You cannot hide behind arguments about politics or security while babies starve. You cannot say you are against violence and then shrug when a flotilla carrying aid is intercepted or attacked. You cannot claim your hands are clean when the systems you depend on keep children from receiving food and medicine. Boycott campaigns, petitions, cheap moral gestures will not repair the blood on hands that could have done more. Convenience does not absolve conscience.

Mahmoud Issa/Reuters

There are millions of children in Gaza. A huge percentage of the population are kids. What do you expect them to grow into after watching everything they love bombed to rubble? You think you can label them terrorists for the trauma they inherit, while you keep arming the violence that created that trauma? You cannot call others terrorists while your policies and alliances teach terror as a daily lesson.

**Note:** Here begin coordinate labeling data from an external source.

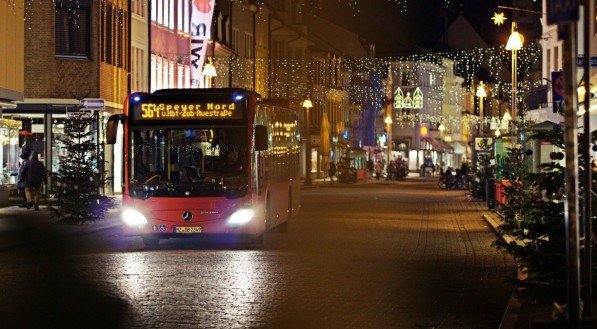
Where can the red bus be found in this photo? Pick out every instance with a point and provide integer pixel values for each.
(207, 161)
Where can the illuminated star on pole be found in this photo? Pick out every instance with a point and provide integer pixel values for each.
(498, 18)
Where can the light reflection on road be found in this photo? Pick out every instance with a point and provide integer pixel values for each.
(222, 288)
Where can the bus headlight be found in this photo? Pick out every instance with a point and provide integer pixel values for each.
(241, 217)
(132, 217)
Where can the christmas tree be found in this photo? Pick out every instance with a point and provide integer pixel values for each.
(534, 214)
(76, 185)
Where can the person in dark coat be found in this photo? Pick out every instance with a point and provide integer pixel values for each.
(34, 174)
(24, 157)
(332, 171)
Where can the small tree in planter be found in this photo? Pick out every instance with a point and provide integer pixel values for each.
(535, 216)
(75, 186)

There are names that will not leave me. Hind Rajab, a child who begged for help on the phone as her family’s car was struck. Doctors who went to work to save lives and never came home. Journalists who tried to tell the world what was happening and were killed for it. Hospitals shelled while patients lay inside. A flotilla of civilians bringing aid intercepted on the sea. These are not faceless statistics. They are the proof that this is happening, and yet many ask for more proof as if the sight of a child’s body is not evidence enough.

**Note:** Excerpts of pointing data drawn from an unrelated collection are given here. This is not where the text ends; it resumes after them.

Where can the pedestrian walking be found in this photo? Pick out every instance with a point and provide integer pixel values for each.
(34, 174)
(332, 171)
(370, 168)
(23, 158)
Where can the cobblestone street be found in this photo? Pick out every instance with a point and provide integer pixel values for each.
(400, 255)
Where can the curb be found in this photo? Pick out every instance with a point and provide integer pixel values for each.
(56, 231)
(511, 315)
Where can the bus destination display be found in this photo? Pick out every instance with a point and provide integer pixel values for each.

If you look away now, history will remember you. The institutions that should protect civilians have faltered. The United Nations has had officials and experts use the language of genocide and warned states to act. Many human rights organizations have documented clear patterns of mass killing, of starvation used as a weapon, of collective punishment. Yet governments that could have done something in those early hours and days did not. They did not halt the flow of arms, they did not demand corridors of safe passage that were kept open, and they did not use their leverage to make the difference that sovereignty alone should have enabled.

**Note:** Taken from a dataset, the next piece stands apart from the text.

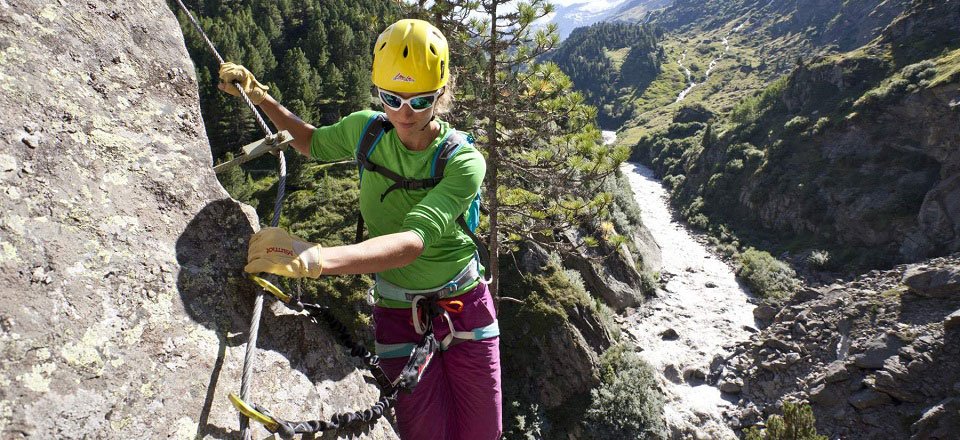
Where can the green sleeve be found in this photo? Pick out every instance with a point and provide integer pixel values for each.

The silence of the powerful is a moral crime. The silence of ordinary people is also a crime of omission. If hell exists, we will all be there together for staying quiet while children died. That is not hyperbole. It is simple logic. If you choose your convenience over another human being’s life, you have chosen. If your silence shields your comfort, then your comfort is purchased with the blood of others.
People will try to argue context, to demand balance, to smear compassion as taking a side. But this is not about taking sides in some abstract geopolitical game. This is about feeding people, fixing hospitals, treating the wounded. This is about honoring basic human life. If you need to protect your identity by dehumanizing others, by painting them as the problem, then that is a reflection of who you are far more than who they are.
I am done with polite distance. I am done with the language of complexity that masks obvious cruelty. Two years on from October 7, Gaza is still under siege. The graves are still fresh. The media cycles move on, the red carpets roll out, elections come and go, and the bombing continues. If that does not rattle your bones, if that does not force you to ask yourself who you are when you choose silence, then you have already lost a piece of what makes you human.
This is not an abstract plea. This is a call to the heart. Look at the faces. Read the names. Remember Hind Rajab. Remember the doctors and the journalists and the mothers who dug graves for their children. If you still believe there are reasons to stay silent, then you must interrogate what you have become.
Do not let another year pass with silence. Speak, write, protest, demand. Like Mehdi Hassan said, “there is no solid ground on the wrong side of history.”